No filme, os jovens agentes penitenciários parecem ver os militares com um misto de admiração e temor. Na sua opinião, qual é a relação da juventude de hoje com a ditadura chilena?
É um tema complexo. O Chile é um país muito polarizado. Há uma grande parte da população jovem que tem consciência do horror que se viveu na ditadura, mas há outra grande parte que não é que não tem consciência, mas dizem que já superamos, já se passaram 50 anos. É difícil dizer isso quando você tem familiares vítimas, desaparecidos ou assassinados. Eu sinto que o filme fala desses personagens que estão de um lado e do outro. É como se o filme simbolizasse um eterno ciclo de fragmentação do país, um inferno infinito, como a passagem do tempo ali na Cordilheira dos Andes.
Pelo menos aos olhos do público brasileiro, o cinema chileno não para de produzir filmes sobre a ditadura. Seja diretamente, como no caso de Prisão nos Andes ou de 1976 (2022), de Manuela Martelli, seja na forma de sátira macabra, como em O Conde (2023), de Pablo Larraín, ou seja metaforicamente, como no documentário A Memória Infinita (2023), de Maite Alberdi. Por que esse tema é tão presente?
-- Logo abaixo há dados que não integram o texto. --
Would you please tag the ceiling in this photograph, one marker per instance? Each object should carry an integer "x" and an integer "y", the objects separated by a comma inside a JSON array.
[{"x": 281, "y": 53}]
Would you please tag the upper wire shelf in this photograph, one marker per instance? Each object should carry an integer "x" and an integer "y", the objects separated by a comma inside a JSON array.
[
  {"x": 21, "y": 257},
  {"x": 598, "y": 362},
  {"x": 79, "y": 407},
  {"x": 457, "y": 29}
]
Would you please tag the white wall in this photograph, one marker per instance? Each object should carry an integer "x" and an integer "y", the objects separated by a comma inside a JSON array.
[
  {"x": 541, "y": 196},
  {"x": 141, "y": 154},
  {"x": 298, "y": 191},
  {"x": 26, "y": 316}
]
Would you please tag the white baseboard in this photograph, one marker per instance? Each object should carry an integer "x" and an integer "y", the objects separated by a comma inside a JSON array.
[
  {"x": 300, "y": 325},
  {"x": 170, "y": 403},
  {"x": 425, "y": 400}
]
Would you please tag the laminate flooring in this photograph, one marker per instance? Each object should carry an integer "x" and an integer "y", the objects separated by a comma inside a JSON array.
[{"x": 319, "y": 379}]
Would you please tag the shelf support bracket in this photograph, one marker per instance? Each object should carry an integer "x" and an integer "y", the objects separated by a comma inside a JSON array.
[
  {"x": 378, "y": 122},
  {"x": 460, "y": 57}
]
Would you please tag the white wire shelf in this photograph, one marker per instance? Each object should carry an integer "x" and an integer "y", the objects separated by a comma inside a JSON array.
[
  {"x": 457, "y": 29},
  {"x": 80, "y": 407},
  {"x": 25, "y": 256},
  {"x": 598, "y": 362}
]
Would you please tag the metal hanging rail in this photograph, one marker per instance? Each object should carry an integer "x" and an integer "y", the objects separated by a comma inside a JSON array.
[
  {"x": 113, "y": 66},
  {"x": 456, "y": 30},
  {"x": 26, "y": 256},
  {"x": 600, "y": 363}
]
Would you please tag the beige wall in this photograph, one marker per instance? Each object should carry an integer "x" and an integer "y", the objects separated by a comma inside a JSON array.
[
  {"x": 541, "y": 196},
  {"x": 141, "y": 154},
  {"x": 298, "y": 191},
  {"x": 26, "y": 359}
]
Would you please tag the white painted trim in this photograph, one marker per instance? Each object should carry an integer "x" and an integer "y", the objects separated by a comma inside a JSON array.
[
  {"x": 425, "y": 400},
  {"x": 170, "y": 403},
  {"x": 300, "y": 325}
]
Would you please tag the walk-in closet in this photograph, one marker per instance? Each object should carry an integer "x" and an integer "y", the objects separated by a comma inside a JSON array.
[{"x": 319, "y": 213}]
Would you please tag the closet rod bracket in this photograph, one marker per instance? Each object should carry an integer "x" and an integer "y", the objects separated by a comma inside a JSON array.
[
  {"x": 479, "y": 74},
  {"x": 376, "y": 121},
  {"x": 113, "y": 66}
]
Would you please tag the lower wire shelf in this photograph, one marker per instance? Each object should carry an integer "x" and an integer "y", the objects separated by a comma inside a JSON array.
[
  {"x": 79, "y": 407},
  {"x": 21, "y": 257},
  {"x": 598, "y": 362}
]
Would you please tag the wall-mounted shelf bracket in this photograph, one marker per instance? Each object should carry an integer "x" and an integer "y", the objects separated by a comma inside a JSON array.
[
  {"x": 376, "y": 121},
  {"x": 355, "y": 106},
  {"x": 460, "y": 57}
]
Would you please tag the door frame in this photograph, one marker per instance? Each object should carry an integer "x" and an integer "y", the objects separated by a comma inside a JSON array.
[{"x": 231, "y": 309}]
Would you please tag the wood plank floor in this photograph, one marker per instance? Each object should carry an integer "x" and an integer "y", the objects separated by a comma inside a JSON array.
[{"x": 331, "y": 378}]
Acontece o mesmo na literatura e no teatro, por exemplo?
É porque o trauma é tão forte. E não houve um reconhecimento de toda a sociedade para dizer que foi uma ditadura, que houve assassinatos e que desapareceu gente. Há tantas pessoas que renegam isso, ou que justificam esses crimes, a ferida é tão aberta, e por isso os cineastas, os escritores e os artistas chilenos em geral, de formas mais literais, de formas mais abstratas, abordam a ditadura. Porque, de algum modo, ainda que não haja Pinochet ou um outro tirano, a ditadura parece não ter acabado, suas bases ainda permeiam nossa sociedade. (Vale lembrar que o próprio Augusto Pinochet, ditador de 1973 a 1990, quando Patricio Aylwin assumiu como o primeiro presidente eleito desde 1970, permaneceu no posto mais alto das Forças Armadas do país até março de 1998, momento em que passou a ocupar o cargo de senador vitalício, do qual só foi destituído, em 2000, por causa da repercussão global de sua prisão em Londres, em 16 de outubro de 1998, a mando do juiz espanhol Baltazar Garzón, que investigava a Operação Condor.)